Division of Sleep and Circadian Disorders, Departments of Medicine and Neurology, Brigham and Women's Hospital & Harvard Medical School, Boston, MA.
Division of Sleep and Circadian Disorders, Departments of Medicine and Neurology, Brigham and Women's Hospital & Harvard Medical School, Boston, MA; Respiratory Medicine and Sleep Laboratory, Department of Internal Medicine, Spedali Civili di Brescia, University of Brescia, Brescia, Italy; Adelaide Institute for Sleep Health, Flinders University, Adelaide, SA, Australia.
Chest. 2020 Jun;157(6):1626-1636. doi: 10.1016/j.chest.2020.01.012. Epub 2020 Jan 30.

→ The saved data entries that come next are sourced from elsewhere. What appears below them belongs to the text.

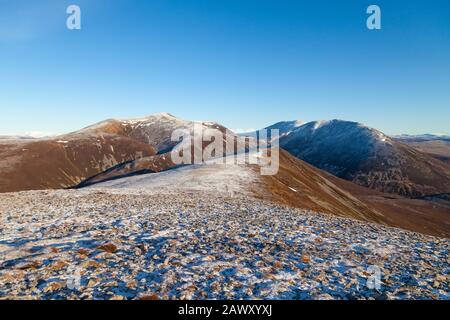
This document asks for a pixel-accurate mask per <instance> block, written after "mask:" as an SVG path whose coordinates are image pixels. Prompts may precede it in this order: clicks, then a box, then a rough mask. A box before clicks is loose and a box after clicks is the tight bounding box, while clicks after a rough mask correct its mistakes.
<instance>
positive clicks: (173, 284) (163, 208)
mask: <svg viewBox="0 0 450 320" xmlns="http://www.w3.org/2000/svg"><path fill="white" fill-rule="evenodd" d="M449 249H450V241H449V240H448V239H439V238H433V237H429V236H424V235H420V234H415V233H411V232H405V231H401V230H399V229H394V228H388V227H383V226H379V225H375V224H364V223H361V222H358V221H354V220H349V219H342V218H336V217H333V216H330V215H323V214H318V213H313V212H310V211H303V210H298V209H291V208H286V207H282V206H276V205H273V204H270V203H266V202H264V201H259V200H256V199H249V198H248V197H245V198H241V197H239V196H236V197H220V196H217V195H213V194H209V193H208V192H202V194H201V195H199V194H198V193H197V194H192V193H189V192H184V193H177V194H158V193H154V194H145V193H138V192H135V193H129V192H128V193H127V192H124V191H106V190H96V189H87V190H78V191H36V192H22V193H11V194H1V195H0V297H2V298H31V299H34V298H37V299H139V298H142V299H180V298H181V299H368V298H370V299H450V289H449V287H450V276H449V274H450V258H449V256H450V255H449ZM377 275H379V276H380V277H379V278H378V277H377ZM378 280H379V281H378Z"/></svg>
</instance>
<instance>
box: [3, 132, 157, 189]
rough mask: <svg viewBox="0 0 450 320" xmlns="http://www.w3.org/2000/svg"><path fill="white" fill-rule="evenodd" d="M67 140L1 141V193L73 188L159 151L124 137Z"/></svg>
mask: <svg viewBox="0 0 450 320" xmlns="http://www.w3.org/2000/svg"><path fill="white" fill-rule="evenodd" d="M61 139H63V138H61ZM67 139H68V140H67V141H66V140H64V141H62V140H59V139H54V140H38V141H30V142H27V143H9V144H6V143H2V144H0V172H1V175H0V192H14V191H22V190H37V189H56V188H66V187H71V186H74V185H77V184H78V183H80V182H81V181H83V180H84V179H86V178H88V177H91V176H93V175H95V174H98V173H100V172H102V171H104V170H106V169H108V168H110V167H112V166H115V165H117V164H119V163H123V162H126V161H130V160H134V159H136V158H139V157H142V156H150V155H153V154H155V152H154V150H153V148H152V147H150V146H149V145H146V144H144V143H141V142H138V141H135V140H132V139H130V138H127V137H122V136H116V135H107V134H105V135H101V136H92V135H90V136H77V137H71V138H67Z"/></svg>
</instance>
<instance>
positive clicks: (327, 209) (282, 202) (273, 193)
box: [260, 150, 450, 237]
mask: <svg viewBox="0 0 450 320" xmlns="http://www.w3.org/2000/svg"><path fill="white" fill-rule="evenodd" d="M262 181H263V183H264V184H265V189H266V190H268V191H269V193H270V195H271V197H272V200H273V201H275V202H277V203H281V204H286V205H289V206H294V207H299V208H309V209H312V210H317V211H322V212H327V213H331V214H334V215H338V216H343V217H349V218H356V219H359V220H363V221H371V222H377V223H382V224H386V225H389V226H394V227H399V228H402V229H407V230H411V231H415V232H420V233H425V234H431V235H436V236H444V237H450V209H449V207H445V206H444V205H439V204H436V203H433V202H428V201H423V200H412V199H407V198H403V197H401V196H397V195H391V194H385V193H381V192H378V191H375V190H371V189H368V188H365V187H361V186H358V185H356V184H354V183H352V182H349V181H346V180H343V179H340V178H337V177H335V176H332V175H330V174H328V173H326V172H324V171H322V170H319V169H317V168H315V167H313V166H311V165H309V164H307V163H305V162H303V161H301V160H298V159H297V158H295V157H293V156H291V155H290V154H289V153H288V152H286V151H284V150H282V151H281V152H280V171H279V173H278V174H277V175H275V176H262ZM290 188H293V189H295V190H296V191H297V192H295V191H293V190H291V189H290ZM260 196H263V195H260Z"/></svg>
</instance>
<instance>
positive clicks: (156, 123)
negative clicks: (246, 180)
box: [0, 113, 245, 192]
mask: <svg viewBox="0 0 450 320" xmlns="http://www.w3.org/2000/svg"><path fill="white" fill-rule="evenodd" d="M194 125H197V126H200V127H201V128H203V129H205V128H210V129H217V130H219V131H220V132H222V133H223V134H224V139H226V138H229V137H232V138H234V137H235V134H234V133H233V132H231V131H230V130H228V129H226V128H225V127H223V126H221V125H219V124H217V123H215V122H194V121H186V120H181V119H178V118H176V117H174V116H172V115H170V114H168V113H160V114H156V115H152V116H148V117H144V118H140V119H130V120H116V119H110V120H106V121H102V122H99V123H97V124H94V125H92V126H89V127H87V128H84V129H82V130H79V131H76V132H72V133H69V134H65V135H61V136H57V137H52V138H48V139H0V156H1V158H0V170H1V173H2V175H1V176H0V192H12V191H21V190H35V189H52V188H67V187H73V186H76V185H78V184H80V183H82V182H85V181H86V180H87V179H90V178H92V179H94V180H96V179H99V176H98V175H99V174H101V173H104V174H105V175H107V176H108V178H110V177H109V175H113V176H114V175H115V174H114V172H115V170H120V173H119V175H122V174H124V173H128V172H136V171H140V170H138V169H137V168H139V167H142V170H144V171H140V172H158V171H162V170H166V169H168V168H171V167H173V166H174V164H173V162H172V161H171V159H170V154H168V153H169V152H170V151H171V150H172V148H173V147H174V146H175V145H177V144H178V143H179V142H178V141H172V140H171V138H172V133H173V132H174V131H175V130H177V129H180V130H186V131H187V132H192V131H193V128H194ZM236 139H237V140H239V143H241V145H242V144H243V143H244V142H245V139H244V138H237V137H236ZM232 146H233V145H232ZM227 151H229V150H227ZM134 160H136V162H134Z"/></svg>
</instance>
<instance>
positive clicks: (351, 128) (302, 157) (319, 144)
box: [280, 120, 450, 197]
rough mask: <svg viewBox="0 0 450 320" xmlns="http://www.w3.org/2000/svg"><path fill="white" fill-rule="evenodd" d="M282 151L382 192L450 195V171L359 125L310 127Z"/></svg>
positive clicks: (300, 129) (333, 173)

We recently showed that administration of the combination of the noradrenergic drug atomoxetine plus the antimuscarinic oxybutynin (ato-oxy) prior to sleep greatly reduced OSA severity, likely by increasing upper airway dilator muscle activity during sleep. In patients with OSA who performed the ato-oxy trial with an esophageal pressure catheter to estimate ventilatory drive, the effect of the drug combination (n = 17) and of the single drugs (n = 6) was measured on the endotypic traits over a 1-night administration and compared vs placebo. This study also tested if specific traits were predictors of complete response to treatment (reduction in apnea-hypopnea index [AHI] > 50% and < 10 events/h).
The study was a double-blind, randomized, placebo-controlled trial. The arousal threshold, collapsibility (ventilation at eupneic drive [Vpassive]), ventilation at arousal threshold, and loop gain (stability of ventilatory control, LG1), were calculated during spontaneous breathing during sleep. Muscle compensation (upper airway response) was calculated as a function of ventilation at arousal threshold adjusted for Vpassive. Ventilation was expressed as a percentage of the eupneic level of ventilation (%). Data are presented as mean [95% CI].
Compared with placebo, ato-oxy increased Vpassive by 73 [54 to 91]% (P < .001) and muscle compensation by 29 [8 to 51]% (P = .012), reduced the arousal threshold by -9 [-14 to -3]% (P = .022) and LG1 by -11 [-22 to 2]% (P = .022). Atomoxetine alone significantly reduced arousal threshold and LG1. Both agents alone improved collapsibility (Vpassive) but not muscle compensation. Patients with lower AHI, higher Vpassive, and higher fraction of hypopneas over total events had a complete response with ato-oxy.
Ato-oxy markedly improved the measures of upper airway collapsibility, increased breathing stability, and slightly reduced the arousal threshold. Patients with relatively lower AHI and less severe upper airway collapsibility had the best chance for OSA resolution with ato-oxy.
我们最近发现,在睡眠前给予去甲肾上腺素能药物托莫西汀和抗毒蕈碱药物奥昔布宁(阿托-奥昔)联合治疗可显著减轻阻塞性睡眠呼吸暂停(OSA)的严重程度,这可能是通过增加睡眠期间上气道扩张肌的活动。在接受食管压力导管进行阿托-奥昔试验以估计通气驱动的 OSA 患者中,测量了药物联合治疗(n=17)和单药治疗(n=6)对 1 晚给药的内表型特征的影响,并与安慰剂进行了比较。本研究还测试了特定特征是否可以预测治疗的完全反应(呼吸暂停低通气指数 [AHI] 降低>50%且<10 次/小时)。
这是一项双盲、随机、安慰剂对照试验。在睡眠期间自主呼吸时计算觉醒阈值、 collapsibility(通气在静息通气水平下的被动程度 [Vpassive])、觉醒阈值时的通气和环路增益(通气控制的稳定性,LG1)。肌肉补偿(上气道反应)作为调整为 Vpassive 的觉醒阈值时的通气的函数进行计算。通气以通气的静息水平的百分比(%)表示。数据表示为平均值[95%置信区间]。
与安慰剂相比,阿托-奥昔使 Vpassive 增加了 73%[54 至 91%](P<0.001)和肌肉补偿增加了 29%[8 至 51%](P=0.012),降低了觉醒阈值-9%[-14 至-3%](P=0.022)和 LG1-11%[-22 至 2%](P=0.022)。托莫西汀单独治疗可显著降低觉醒阈值和 LG1。两种药物单独治疗均可改善 collapsibility(Vpassive)但不能改善肌肉补偿。AHI 较低、Vpassive 较高和总事件中呼吸暂停比例较高的患者使用阿托-奥昔治疗可获得完全缓解。
阿托-奥昔显著改善了上气道塌陷的测量、增加了呼吸稳定性,并略微降低了觉醒阈值。相对较低的 AHI 和较轻的上气道塌陷的患者使用阿托-奥昔治疗 OSA 的缓解机会最大。